L'annonce de la multinationale pharmaceutique suisse Roche d'investir 190 millions de dollars et de créer 200 emplois en Ontario soulève des inquiétudes au Québec. La nouvelle ravive les discussions sur la stratégie du gouvernement Charest pour attirer les investissements, en plus de relancer le débat sur les fameuses «ententes secrètes» signées par l'Ontario avec les entreprises pharmaceutiques.

Roche a annoncé mardi dernier la création d'un important centre de développement pharmaceutique à Mississauga, près de Toronto, qui coordonnera les tests sur les patients effectués dans le monde entier. Pour certains observateurs, cette annonce montre que le Québec, jadis la plaque tournante de la recherche sur les nouveaux médicaments au Canada, perd du terrain au profit de l'Ontario. Rappelons que Merck a fermé l'an dernier le plus ancien et plus important centre de recherche pharmaceutique de la région montréalaise.

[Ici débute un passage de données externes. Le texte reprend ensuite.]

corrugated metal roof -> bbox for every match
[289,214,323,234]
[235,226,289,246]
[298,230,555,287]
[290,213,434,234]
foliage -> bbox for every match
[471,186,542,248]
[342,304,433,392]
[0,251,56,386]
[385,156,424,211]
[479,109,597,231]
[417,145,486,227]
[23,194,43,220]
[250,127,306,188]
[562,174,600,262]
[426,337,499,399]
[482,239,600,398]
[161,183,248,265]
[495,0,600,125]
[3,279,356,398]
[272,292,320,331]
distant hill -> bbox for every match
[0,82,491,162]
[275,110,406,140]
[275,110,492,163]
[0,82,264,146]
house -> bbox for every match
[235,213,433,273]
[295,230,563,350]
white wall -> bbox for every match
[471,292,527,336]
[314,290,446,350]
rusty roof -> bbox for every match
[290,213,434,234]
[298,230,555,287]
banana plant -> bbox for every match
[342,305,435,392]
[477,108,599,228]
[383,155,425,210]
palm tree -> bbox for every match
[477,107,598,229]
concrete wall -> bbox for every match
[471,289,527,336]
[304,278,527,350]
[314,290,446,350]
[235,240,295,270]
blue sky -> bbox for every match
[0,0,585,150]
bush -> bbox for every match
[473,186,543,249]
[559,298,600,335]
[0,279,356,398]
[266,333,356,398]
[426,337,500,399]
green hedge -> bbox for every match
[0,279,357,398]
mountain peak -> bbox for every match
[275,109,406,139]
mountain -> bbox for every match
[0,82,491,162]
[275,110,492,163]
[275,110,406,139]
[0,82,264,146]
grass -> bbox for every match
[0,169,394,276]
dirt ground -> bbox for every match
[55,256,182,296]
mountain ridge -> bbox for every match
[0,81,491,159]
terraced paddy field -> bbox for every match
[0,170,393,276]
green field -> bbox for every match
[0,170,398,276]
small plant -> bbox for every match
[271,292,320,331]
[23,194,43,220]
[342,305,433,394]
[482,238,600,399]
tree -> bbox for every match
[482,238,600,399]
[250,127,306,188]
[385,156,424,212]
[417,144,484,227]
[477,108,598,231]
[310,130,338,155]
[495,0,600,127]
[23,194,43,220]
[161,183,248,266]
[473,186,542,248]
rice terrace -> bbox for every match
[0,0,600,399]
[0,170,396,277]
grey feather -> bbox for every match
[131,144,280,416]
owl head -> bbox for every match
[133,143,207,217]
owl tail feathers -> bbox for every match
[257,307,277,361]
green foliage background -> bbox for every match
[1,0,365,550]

«Je pense que cet investissement est comme un signal d'alarme, dit Mélanie Bourassa Forcier, professeure de droit pharmaceutique à l'Université de Sherbrooke. Il doit nous pousser à nous questionner sur l'efficacité de la stratégie biopharmaceutique québécoise et de la politique du médicament.»

Grâce aux «ententes secrètes» ?

L'annonce ontarienne ravive aussi le débat sur ce qu'on a appelé les «ententes secrètes», des contrats controversés que signent l'Ontario et l'Alberta avec les entreprises pharmaceutiques.

Ces provinces se sont entendues avec les multinationales pour faciliter l'inscription de leurs nouveaux médicaments sur la liste des produits remboursés par les régimes publics, souvent même si les bénéfices pour les patients n'en justifient pas totalement les coûts.

En échange de cet accès facilité au marché, les entreprises renvoient l'ascenseur aux gouvernements provinciaux en leur accordant des rabais sur les médicaments ou en promettant des investissements dans la province.

En mai 2010, le gouvernement Charest avait demandé à la Régie de l'assurance maladie du Québec d'enquêter sur les ententes ontariennes, dont les termes sont tenus secrets.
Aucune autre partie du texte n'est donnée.